Guarani/Transducer
Transducer for Guarani (Work in progress).
Contents
Analyzer
Evaluation
The current corpus coverage is 2.85% (out of 1016 tokenized words in the corpus).
The most missed words were:
Word | Occurences |
---|---|
ha | 44 |
a | 43 |
va | 41 |
pe | 27 |
i | 25 |
e | 20 |
m | 18 |
ra | 17 |
ta | 10 |
o | 10 |
guarani | 9 |
up | 9 |
ñe | 9 |
yvy | 9 |
y | 9 |
icha | 9 |
me | 8 |
rã | 7 |
Tupã | 7 |
t | 7 |
I added tags and analysis for Tupã (God) and for ha (and) so the test passes for all of them. With doing this, coverage went up to 8.46%.
- Tupã<n><sg> ↔ Tupã
- ha<conj> ↔ ha
I also added tags for guarani (Guarani), but did not add it to the lexc file.
The total number of stems in the transducer so far is 30.
Tests
For the main yaml file, 43/82 tests are passing.
For the common words yaml file, 2/20 are passing.
Generator
Initial Evaluation
For the analyzer there are 43 tests passing and 39 tests failing (82 total). The current corpus coverage is 8.46%. For the generator there are initially 37 tests passing and 73 tests failing (116 total).
Final Evaluation
Currently, 49 out of 86 morph tests pass.

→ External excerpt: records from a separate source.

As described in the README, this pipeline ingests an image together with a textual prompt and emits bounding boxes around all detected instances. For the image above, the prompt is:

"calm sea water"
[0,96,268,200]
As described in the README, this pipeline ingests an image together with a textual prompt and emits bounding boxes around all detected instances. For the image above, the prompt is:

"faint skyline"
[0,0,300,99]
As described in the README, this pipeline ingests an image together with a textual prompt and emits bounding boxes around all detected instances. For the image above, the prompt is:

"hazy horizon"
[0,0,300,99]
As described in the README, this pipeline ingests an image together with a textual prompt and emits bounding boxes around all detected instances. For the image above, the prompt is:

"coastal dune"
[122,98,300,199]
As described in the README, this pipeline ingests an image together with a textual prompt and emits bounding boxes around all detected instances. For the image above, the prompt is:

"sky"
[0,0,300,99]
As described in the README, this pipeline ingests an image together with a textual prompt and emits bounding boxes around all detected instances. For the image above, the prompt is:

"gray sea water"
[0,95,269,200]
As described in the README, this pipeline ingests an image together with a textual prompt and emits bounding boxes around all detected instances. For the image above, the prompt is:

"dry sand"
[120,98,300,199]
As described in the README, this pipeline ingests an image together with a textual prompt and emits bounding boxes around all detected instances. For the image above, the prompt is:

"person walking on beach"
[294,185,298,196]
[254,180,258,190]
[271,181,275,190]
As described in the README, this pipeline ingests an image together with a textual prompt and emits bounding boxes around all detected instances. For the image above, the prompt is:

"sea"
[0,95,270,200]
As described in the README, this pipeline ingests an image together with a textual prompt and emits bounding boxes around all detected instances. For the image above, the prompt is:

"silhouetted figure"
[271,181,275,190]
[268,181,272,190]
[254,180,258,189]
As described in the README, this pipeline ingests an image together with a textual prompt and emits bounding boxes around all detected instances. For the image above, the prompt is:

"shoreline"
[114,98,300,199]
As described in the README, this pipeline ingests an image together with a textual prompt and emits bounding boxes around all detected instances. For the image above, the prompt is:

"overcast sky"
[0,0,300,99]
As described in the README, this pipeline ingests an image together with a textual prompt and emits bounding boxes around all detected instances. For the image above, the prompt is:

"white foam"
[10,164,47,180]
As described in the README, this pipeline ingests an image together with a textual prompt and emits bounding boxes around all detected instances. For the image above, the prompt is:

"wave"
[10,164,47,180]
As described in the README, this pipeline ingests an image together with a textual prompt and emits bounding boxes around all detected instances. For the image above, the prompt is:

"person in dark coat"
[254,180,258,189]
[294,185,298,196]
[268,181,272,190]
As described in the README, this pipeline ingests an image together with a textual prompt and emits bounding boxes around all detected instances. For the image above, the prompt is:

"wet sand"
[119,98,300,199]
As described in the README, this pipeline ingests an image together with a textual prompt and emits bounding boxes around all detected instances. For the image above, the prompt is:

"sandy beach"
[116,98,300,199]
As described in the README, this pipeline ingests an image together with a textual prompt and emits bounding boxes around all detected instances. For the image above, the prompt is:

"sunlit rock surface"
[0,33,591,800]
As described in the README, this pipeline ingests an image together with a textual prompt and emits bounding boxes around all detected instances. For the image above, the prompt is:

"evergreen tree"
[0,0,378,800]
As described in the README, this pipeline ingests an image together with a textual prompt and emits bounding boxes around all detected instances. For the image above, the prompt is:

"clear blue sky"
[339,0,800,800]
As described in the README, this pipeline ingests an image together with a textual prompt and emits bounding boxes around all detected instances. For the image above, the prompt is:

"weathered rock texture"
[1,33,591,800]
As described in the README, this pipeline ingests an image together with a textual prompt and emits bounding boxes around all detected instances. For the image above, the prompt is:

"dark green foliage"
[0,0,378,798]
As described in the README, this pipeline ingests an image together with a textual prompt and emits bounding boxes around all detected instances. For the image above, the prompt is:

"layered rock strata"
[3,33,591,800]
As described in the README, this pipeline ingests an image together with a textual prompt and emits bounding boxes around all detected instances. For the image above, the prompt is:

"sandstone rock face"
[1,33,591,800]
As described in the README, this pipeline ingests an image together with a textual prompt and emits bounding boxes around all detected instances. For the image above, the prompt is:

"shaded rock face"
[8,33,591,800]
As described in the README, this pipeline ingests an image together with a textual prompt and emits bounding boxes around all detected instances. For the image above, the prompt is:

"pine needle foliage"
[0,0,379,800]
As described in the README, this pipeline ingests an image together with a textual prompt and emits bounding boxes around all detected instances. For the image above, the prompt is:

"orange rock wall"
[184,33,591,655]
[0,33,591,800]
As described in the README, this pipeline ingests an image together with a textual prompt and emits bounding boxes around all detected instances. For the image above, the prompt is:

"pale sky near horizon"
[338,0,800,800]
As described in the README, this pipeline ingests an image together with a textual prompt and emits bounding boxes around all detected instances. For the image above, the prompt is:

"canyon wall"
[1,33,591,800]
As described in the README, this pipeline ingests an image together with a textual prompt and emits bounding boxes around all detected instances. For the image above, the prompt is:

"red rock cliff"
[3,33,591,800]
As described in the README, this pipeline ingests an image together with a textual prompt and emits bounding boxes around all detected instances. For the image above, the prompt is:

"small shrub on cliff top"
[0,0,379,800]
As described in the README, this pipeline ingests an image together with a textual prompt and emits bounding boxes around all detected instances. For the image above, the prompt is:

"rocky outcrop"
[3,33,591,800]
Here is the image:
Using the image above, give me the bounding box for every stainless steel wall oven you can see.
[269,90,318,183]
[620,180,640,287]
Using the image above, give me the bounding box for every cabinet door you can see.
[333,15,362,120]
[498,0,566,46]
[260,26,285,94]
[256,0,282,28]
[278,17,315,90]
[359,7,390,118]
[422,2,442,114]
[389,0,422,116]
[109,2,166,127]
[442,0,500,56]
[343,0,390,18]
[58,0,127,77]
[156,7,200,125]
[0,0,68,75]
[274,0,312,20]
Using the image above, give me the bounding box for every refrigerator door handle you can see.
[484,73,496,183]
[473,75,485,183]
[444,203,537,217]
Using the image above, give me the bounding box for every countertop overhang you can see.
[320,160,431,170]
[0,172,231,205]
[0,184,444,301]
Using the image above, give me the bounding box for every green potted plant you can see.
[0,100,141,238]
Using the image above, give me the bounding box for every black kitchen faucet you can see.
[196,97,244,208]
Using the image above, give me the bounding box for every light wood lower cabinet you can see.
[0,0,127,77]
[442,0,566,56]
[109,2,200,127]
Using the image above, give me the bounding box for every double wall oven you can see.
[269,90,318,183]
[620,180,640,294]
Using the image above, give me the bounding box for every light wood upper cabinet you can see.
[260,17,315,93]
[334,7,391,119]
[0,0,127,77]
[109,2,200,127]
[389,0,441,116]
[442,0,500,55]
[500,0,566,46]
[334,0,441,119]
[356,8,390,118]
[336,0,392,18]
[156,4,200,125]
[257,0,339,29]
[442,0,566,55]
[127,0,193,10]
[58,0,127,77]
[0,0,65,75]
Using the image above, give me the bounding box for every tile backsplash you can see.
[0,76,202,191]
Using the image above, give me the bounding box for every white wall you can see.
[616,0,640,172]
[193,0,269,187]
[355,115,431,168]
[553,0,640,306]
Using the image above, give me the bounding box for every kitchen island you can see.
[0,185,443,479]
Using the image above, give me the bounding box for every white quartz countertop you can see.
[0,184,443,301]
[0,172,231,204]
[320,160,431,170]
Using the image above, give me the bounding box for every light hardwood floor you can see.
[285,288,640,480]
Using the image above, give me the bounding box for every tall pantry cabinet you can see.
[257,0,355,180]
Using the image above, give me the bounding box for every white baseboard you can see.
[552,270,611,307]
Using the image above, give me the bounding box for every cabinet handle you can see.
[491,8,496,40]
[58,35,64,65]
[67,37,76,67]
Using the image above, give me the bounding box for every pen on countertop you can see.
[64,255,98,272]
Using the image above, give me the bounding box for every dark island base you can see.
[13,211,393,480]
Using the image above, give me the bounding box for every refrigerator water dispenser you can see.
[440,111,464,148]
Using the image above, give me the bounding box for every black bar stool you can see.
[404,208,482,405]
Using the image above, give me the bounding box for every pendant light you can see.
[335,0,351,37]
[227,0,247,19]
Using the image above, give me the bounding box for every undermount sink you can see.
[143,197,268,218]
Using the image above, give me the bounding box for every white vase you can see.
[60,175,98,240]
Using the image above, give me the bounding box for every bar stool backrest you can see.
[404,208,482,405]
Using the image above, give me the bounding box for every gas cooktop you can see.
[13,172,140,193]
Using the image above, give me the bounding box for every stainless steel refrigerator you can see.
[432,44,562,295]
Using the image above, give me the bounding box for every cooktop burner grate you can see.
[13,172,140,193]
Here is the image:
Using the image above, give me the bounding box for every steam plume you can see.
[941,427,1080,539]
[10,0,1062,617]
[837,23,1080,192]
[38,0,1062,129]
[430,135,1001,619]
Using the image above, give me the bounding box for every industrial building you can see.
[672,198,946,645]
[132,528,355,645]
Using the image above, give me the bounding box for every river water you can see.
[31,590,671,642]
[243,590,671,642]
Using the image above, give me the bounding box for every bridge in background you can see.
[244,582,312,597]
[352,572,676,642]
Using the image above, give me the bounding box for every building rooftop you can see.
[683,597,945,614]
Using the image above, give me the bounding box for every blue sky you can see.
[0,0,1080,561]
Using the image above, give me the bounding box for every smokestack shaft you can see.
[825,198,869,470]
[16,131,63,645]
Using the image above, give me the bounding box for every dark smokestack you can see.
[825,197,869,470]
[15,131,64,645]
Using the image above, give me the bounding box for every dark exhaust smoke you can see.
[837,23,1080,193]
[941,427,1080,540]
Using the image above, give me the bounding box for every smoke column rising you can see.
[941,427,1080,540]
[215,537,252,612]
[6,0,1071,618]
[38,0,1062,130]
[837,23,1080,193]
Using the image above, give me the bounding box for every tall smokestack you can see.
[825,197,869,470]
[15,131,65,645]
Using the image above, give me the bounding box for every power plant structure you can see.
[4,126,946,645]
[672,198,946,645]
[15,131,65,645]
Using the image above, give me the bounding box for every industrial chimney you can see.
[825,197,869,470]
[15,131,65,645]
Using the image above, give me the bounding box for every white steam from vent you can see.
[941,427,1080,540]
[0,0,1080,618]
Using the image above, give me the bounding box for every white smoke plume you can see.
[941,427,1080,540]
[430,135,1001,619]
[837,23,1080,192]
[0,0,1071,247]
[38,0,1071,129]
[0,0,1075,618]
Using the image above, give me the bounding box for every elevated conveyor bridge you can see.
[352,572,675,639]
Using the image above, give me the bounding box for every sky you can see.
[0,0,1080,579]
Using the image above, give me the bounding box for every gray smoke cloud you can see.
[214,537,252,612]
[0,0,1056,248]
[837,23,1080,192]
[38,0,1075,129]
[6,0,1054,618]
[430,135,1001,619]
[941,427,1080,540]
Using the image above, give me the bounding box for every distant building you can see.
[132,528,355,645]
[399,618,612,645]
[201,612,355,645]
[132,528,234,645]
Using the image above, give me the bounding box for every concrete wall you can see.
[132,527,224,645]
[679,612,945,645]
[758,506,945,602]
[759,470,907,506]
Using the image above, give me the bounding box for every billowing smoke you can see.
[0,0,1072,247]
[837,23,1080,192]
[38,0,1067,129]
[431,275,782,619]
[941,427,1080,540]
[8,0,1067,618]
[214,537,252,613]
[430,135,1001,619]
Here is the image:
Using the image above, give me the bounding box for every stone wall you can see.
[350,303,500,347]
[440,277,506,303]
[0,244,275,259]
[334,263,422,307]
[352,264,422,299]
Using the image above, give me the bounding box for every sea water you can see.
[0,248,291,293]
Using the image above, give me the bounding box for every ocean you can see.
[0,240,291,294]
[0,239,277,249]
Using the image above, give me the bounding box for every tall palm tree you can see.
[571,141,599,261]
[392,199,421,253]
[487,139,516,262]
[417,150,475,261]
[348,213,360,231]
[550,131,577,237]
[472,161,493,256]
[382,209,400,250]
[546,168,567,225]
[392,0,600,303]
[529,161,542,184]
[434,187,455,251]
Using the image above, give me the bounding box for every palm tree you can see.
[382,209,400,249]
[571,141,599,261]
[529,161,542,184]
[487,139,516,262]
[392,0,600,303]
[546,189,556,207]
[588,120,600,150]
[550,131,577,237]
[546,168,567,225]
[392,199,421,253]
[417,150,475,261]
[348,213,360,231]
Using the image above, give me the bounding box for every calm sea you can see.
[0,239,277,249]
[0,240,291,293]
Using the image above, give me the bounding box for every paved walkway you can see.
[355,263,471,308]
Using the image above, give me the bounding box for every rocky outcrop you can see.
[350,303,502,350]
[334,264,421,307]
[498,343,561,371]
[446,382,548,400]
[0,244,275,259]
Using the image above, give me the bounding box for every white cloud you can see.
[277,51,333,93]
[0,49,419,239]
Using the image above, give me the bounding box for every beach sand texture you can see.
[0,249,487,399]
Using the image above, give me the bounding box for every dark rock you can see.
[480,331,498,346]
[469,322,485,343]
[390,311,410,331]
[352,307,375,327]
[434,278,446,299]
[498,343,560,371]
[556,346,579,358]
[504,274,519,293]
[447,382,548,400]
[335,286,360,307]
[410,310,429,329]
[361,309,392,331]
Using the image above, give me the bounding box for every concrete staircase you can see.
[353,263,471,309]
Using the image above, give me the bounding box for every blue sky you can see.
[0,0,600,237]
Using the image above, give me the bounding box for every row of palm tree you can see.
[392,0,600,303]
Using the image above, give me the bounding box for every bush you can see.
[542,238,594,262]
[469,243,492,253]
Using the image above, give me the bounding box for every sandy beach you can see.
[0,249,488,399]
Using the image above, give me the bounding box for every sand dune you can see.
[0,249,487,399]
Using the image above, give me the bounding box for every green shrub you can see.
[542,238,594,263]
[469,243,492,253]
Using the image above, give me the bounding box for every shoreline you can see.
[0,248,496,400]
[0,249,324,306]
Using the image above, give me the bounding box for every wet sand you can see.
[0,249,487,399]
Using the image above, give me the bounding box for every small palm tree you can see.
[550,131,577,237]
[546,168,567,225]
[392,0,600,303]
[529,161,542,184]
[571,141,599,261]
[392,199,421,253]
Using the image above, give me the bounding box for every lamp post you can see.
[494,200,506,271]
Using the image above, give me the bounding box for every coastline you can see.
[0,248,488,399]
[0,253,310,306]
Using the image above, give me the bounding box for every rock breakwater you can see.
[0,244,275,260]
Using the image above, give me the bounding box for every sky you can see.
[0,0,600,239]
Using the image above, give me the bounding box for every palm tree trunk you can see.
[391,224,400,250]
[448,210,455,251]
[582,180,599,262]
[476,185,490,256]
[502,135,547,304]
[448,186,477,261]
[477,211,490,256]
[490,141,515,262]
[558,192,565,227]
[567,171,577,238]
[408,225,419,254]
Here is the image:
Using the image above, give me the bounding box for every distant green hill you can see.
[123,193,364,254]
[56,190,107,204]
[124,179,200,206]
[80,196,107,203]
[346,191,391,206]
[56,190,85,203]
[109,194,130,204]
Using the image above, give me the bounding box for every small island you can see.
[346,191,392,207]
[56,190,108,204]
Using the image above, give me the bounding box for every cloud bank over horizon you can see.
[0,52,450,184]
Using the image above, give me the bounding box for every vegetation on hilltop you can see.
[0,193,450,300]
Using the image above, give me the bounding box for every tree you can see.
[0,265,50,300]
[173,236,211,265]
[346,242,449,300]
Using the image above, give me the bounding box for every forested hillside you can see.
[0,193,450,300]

I added two twol rules that work in conjunction to deal with nasal harmony for the plural marker. The first rule changes the archphoneme {n} to either n or nothing depending on if the previous root is a nasal. The second rule changes the {k} to be either k or g depending on whether or not the previous root is a nasal.
However, due to the large number of morph tests for negation (which I have not yet been able to figure out because it is a circumfix), I am unable to get the coverage up to two thirds. In a modified yaml test file that does not include the negation morph tests (but still includes more than 50 tests), the transducer is able to pass more than two thirds of the tests (49 out of 65). I added support for nominal tense, which caused about 5 more tests to pass. However, I was still getting weird twol behavior with the nasalized ẽ (didn't seem to be detecting it as a nasal).
Running the coverage test now yields a total coverage if 9.25%.
Links
The transducer is available on Github.